API questions

32 views
Skip to first unread message

José Tomás Atria

unread,
Oct 20, 2015, 12:59:54 PM10/20/15
to Semantic Vectors
Hello all,

I just started playing around with semanticvectors, and I have a couple of questions about the current state of the package and its API.

First, why are tests disabled in the master branch? When enabled, two tests fail, but since I'm not familiar with the codebase, I can't tell if the error is in the test or the code...

Second, I see that the VectorStore interface used to have methods for getDimension() and getVectorType(), which were, of course, the first two methods that I found myself wanting when I tried to use the interface... Why were they removed? I understand that having these methods in the interface would force implementations to enforce homogeneity, but I would think this a good thing, and I haven't seen any use of heterogeneous vector stores... Is there a use case for that scenario?

Finally, I see that some parts of the code use some rather old or obsolete interfaces (most notoriously, Enumeration<E> all around). Are there any plans to update these parts of the library? Were I to start working in this direction, are there any gotchas that I should be aware of?

Thank you in advance for any help.
Best,
jta

Dominic

unread,
Oct 20, 2015, 1:15:52 PM10/20/15
to Semantic Vectors
Hi there,

Thanks for good questions, answers (some better than others!) inline.


On Tuesday, October 20, 2015 at 9:59:54 AM UTC-7, José Tomás Atria wrote:
Hello all,

I just started playing around with semanticvectors, and I have a couple of questions about the current state of the package and its API.

First, why are tests disabled in the master branch? When enabled, two tests fail, but since I'm not familiar with the codebase, I can't tell if the error is in the test or the code...

Tests are disabled by default because a couple have been flaky as you saw. I believe the flakiness is due to the underlying random nature of some of the elemental vector generation methods, but it's still disturbing.

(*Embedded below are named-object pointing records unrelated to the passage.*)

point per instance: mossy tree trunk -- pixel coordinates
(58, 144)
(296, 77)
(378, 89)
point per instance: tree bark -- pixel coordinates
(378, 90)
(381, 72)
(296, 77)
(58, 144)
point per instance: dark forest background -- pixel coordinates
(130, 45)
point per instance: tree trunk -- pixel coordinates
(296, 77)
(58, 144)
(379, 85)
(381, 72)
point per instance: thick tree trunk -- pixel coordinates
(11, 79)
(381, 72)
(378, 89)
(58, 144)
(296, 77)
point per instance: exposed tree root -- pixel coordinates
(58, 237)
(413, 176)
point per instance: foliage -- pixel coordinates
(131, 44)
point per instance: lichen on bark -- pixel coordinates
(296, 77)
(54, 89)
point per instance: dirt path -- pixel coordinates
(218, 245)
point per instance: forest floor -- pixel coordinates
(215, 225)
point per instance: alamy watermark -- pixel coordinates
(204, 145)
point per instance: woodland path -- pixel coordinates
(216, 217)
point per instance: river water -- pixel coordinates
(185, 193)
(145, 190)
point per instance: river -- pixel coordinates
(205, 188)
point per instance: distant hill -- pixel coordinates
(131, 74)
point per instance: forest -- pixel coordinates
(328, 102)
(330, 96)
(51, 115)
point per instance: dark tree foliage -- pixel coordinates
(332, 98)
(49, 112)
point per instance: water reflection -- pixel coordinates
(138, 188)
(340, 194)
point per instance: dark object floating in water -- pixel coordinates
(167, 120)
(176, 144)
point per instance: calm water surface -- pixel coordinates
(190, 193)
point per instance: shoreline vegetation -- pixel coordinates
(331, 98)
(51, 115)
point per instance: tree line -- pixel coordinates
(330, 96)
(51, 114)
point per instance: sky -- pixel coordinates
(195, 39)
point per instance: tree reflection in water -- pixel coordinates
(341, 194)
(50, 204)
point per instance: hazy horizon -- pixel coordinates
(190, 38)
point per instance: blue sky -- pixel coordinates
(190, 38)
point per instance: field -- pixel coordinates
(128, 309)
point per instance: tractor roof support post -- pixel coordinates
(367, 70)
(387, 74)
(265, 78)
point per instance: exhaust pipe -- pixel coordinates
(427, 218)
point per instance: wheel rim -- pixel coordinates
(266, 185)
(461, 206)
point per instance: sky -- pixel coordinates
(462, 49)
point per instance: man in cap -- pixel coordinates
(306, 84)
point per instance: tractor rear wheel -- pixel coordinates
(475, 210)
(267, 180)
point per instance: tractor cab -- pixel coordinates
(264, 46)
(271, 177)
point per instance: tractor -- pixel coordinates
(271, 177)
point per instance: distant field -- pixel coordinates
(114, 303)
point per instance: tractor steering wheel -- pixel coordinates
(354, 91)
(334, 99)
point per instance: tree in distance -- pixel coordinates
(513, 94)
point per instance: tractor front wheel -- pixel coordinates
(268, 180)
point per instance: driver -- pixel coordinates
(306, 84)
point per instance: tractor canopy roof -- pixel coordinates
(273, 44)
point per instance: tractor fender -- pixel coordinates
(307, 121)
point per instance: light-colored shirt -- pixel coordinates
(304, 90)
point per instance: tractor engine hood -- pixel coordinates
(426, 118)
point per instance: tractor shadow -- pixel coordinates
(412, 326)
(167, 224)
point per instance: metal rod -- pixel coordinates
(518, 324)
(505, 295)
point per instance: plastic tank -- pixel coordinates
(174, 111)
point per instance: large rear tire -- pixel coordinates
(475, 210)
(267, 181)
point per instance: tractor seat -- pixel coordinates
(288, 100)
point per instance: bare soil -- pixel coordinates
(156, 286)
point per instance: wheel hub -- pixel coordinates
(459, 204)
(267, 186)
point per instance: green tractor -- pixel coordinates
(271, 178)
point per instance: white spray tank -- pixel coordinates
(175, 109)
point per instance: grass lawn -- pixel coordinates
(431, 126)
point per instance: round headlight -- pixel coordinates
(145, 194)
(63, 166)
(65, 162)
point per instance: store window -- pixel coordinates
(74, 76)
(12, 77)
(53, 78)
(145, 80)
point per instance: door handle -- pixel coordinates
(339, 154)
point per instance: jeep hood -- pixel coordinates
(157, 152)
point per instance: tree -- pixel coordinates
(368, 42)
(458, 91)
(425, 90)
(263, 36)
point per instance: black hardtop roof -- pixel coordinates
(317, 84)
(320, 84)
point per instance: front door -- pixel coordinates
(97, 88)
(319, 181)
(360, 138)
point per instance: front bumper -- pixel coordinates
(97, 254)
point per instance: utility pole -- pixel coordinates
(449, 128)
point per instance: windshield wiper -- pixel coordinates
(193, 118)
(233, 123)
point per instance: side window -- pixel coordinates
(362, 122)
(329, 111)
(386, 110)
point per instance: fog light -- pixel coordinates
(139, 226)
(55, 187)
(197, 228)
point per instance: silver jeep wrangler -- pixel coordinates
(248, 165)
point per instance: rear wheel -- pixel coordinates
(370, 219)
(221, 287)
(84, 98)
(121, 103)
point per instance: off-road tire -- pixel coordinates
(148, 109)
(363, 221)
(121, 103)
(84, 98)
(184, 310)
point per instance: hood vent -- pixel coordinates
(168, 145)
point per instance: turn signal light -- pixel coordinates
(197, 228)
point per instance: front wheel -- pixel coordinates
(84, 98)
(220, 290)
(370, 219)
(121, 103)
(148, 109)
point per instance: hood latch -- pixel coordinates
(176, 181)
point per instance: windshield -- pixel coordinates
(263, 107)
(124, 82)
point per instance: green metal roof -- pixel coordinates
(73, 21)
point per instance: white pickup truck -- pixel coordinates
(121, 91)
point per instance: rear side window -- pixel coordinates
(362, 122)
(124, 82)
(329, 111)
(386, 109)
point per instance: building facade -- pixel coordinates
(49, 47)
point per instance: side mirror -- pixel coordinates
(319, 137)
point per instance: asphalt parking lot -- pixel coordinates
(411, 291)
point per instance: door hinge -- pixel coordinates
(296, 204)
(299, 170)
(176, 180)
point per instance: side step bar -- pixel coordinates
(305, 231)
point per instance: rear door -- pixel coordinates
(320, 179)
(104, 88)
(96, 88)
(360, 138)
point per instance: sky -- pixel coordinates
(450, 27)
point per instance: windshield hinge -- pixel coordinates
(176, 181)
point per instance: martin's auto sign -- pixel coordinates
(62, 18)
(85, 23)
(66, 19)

It would be better to enable the tests in general and just disable the flaky ones until fixed.
 
Second, I see that the VectorStore interface used to have methods for getDimension() and getVectorType(), which were, of course, the first two methods that I found myself wanting when I tried to use the interface... Why were they removed? I understand that having these methods in the interface would force implementations to enforce homogeneity, but I would think this a good thing, and I haven't seen any use of heterogeneous vector stores... Is there a use case for that scenario?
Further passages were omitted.